On Thursday, Justin Trudeau appears before a House of Commons committee in an effort to salvage his and his government’s good name. Both are at a low ebb.
Politics is a pretty simple business: You seek to accumulate political capital through wise – or at least smart – moves, and to avoid losing capital through dumb ones.
Mr. Trudeau used his name and his considerable talents to capture the leadership of a Liberal Party that was on the verge of extinction, and through wise and smart moves led the party to victory in the 2015 election.
But he badly damaged Brand Trudeau by seeking to influence the criminal prosecution of the engineering company SNC-Lavalin. Photos that surfaced of him in blackface were just as harmful. He barely scraped through with a minority government in the election of 2019.
The Liberal Party is more fragile than many assume. It lost the popular vote in four of the past five federal elections. It has a base of downtown ridings, but needs the support of at least some francophone voters in Quebec outside the Island of Montreal and of suburban Ontario voters to win power. Both blocks are highly switchable.
After the government’s fumbling response to rail blockades over environmental and Indigenous issues last winter, and the Conservatives’ decision to replace Andrew Scheer as leader, the Grits looked vulnerable.
But the federal government accumulated huge amounts of political capital – as did every provincial government – by acting decisively (for the most part) to contain the spread of COVID-19, and to support workers and businesses at risk from the economic fallout.
A minority government appeared to be headed for a comfortable majority in the next election, especially since the Conservative leadership race revealed that the Official Opposition was internally divided and without anything interesting to say.
In the past month, however, the Liberals have been bleeding capital as though they had lots to spare, which they don’t.
Failing to secure a seat at the United Nations Security Council made a mockery of the Canada-is-Back foreign policy. Reports of a toxic work environment at Rideau Hall reinforced the impression that the government had failed to properly vet Julie Payette before making her Governor-General.
There’s a maxim that a politician’s greatest weakness is the flip side of their greatest strength. Decisiveness in the pandemic became Arrogant by Default when the government mostly ignored the rights of Parliament.
And tone-deaf, as well. Despite public grief and anger over the mass shooting in Nova Scotia, the Liberals declined to appoint a public inquiry, bending only when their own MPs rebelled.
And the WE affair reinforces public suspicion that the Liberals are in tight with well-connected friends who profit from those connections. The Prime Minister’s mother, brother and wife received speaking fees from WE Charity, which stood to benefit from administering a government program. Bill Morneau’s daughter works at WE, and the Finance Minister hastily repaid the charity $41,000 in travel expenses for two WE-sponsored trips.
Polls show Liberal hopes for a majority government evaporating. The latest poll by Leger has them badly trailing the Bloc Québécois in Quebec. The Liberal base is now Atlantic Canada, Montreal, Greater Toronto and Greater Vancouver. That is where they were when Stephen Harper first defeated them in 2006. And in less than a month, the Conservative Party will have a new leader.

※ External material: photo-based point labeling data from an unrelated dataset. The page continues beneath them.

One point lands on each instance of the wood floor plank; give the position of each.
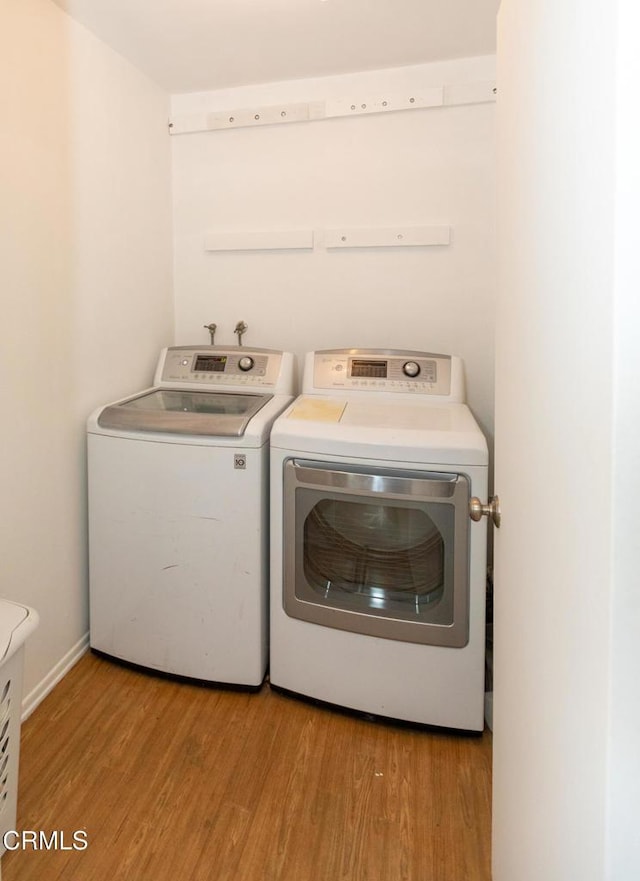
(176, 782)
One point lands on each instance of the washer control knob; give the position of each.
(411, 368)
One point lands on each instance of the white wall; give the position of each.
(432, 166)
(566, 707)
(85, 239)
(624, 720)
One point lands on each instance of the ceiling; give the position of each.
(199, 45)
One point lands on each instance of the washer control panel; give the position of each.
(378, 370)
(218, 366)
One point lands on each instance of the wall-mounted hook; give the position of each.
(241, 328)
(212, 330)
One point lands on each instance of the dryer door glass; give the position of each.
(382, 553)
(388, 555)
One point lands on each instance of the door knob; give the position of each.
(477, 510)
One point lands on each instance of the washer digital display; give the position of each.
(210, 363)
(367, 368)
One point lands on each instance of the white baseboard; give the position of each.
(488, 709)
(38, 694)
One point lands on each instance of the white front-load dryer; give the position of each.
(378, 574)
(178, 515)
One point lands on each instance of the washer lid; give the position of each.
(183, 411)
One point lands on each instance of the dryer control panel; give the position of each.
(223, 367)
(382, 370)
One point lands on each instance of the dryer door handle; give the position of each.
(427, 485)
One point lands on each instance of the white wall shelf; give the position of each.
(389, 237)
(344, 237)
(356, 105)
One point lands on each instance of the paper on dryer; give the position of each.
(317, 410)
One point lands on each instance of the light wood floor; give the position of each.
(177, 782)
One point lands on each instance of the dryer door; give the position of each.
(381, 552)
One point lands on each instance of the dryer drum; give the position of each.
(374, 549)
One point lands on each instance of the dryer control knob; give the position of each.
(411, 368)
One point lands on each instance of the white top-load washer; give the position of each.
(178, 514)
(377, 573)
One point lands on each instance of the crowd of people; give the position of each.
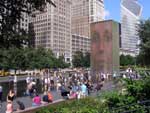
(73, 85)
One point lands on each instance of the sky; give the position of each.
(112, 9)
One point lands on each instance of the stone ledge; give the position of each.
(33, 109)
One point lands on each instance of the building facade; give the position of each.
(85, 12)
(130, 14)
(24, 22)
(80, 43)
(53, 28)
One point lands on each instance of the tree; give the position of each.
(126, 60)
(11, 12)
(144, 34)
(86, 60)
(78, 59)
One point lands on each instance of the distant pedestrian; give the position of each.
(9, 107)
(20, 106)
(36, 100)
(10, 96)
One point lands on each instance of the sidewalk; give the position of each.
(27, 101)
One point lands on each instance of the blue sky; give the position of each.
(112, 8)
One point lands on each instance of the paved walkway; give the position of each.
(28, 101)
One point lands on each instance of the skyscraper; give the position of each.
(84, 12)
(130, 15)
(53, 28)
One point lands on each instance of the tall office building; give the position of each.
(130, 14)
(24, 22)
(84, 12)
(53, 28)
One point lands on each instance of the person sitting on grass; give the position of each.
(73, 95)
(9, 107)
(36, 101)
(20, 105)
(50, 96)
(47, 97)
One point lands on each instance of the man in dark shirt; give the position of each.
(21, 105)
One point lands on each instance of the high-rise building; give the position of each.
(85, 12)
(24, 22)
(53, 28)
(130, 14)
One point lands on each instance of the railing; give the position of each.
(139, 107)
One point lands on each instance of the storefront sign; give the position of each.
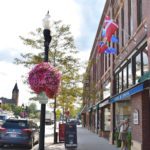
(128, 93)
(104, 103)
(136, 117)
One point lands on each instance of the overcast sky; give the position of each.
(19, 17)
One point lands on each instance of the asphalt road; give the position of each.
(48, 132)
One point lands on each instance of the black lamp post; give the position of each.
(47, 40)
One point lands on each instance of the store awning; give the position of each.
(129, 92)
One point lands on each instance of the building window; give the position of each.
(120, 81)
(106, 89)
(145, 61)
(139, 12)
(130, 77)
(129, 18)
(116, 83)
(122, 111)
(124, 76)
(117, 34)
(107, 119)
(138, 69)
(122, 25)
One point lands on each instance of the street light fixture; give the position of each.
(47, 40)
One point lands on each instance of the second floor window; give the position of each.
(139, 12)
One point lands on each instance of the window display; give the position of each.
(122, 111)
(107, 119)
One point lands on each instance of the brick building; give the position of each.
(117, 86)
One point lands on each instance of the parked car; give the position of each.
(3, 117)
(19, 132)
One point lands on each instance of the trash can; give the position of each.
(62, 132)
(70, 135)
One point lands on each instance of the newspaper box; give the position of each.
(70, 136)
(61, 132)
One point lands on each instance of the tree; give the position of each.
(63, 55)
(32, 110)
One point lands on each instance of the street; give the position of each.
(87, 140)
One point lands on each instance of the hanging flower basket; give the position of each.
(44, 78)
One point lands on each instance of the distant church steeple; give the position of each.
(15, 94)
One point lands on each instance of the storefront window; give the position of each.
(106, 89)
(120, 81)
(124, 78)
(145, 62)
(107, 119)
(123, 111)
(138, 67)
(117, 83)
(130, 78)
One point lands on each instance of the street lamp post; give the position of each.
(47, 40)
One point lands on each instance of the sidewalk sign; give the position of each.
(62, 132)
(71, 135)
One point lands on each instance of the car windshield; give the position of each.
(15, 124)
(2, 117)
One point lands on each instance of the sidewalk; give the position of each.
(86, 141)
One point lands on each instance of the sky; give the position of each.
(19, 17)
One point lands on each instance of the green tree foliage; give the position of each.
(63, 55)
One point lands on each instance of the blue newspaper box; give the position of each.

Now, Mr. Trudeau faces grilling by opposition MPs on a parliamentary committee. There are two possible outcomes.
He could offer the kind of poised, confident, reassuring performance that earned him so much political capital at his daily briefings outside Rideau Cottage in March and April. Such a performance could reverse the downward trend and put the government back on track.
Let’s not forget: New COVID-19 cases and fatalities are generally going down; the economy is reopening; many students will be back in school in September. The Prime Minister and the premiers deserve full credit.
Or he could offer the kind of rambling, patronizing, entitled performance that the Kielburger brothers delivered to the committee on Tuesday, in which case things will go from bad to worse. Either way, judgment will be swift.
A prime minister testifying before a tribunal is always riveting political theatre. We’ll see whether Mr. Trudeau’s performance builds his political capital, or wastes it.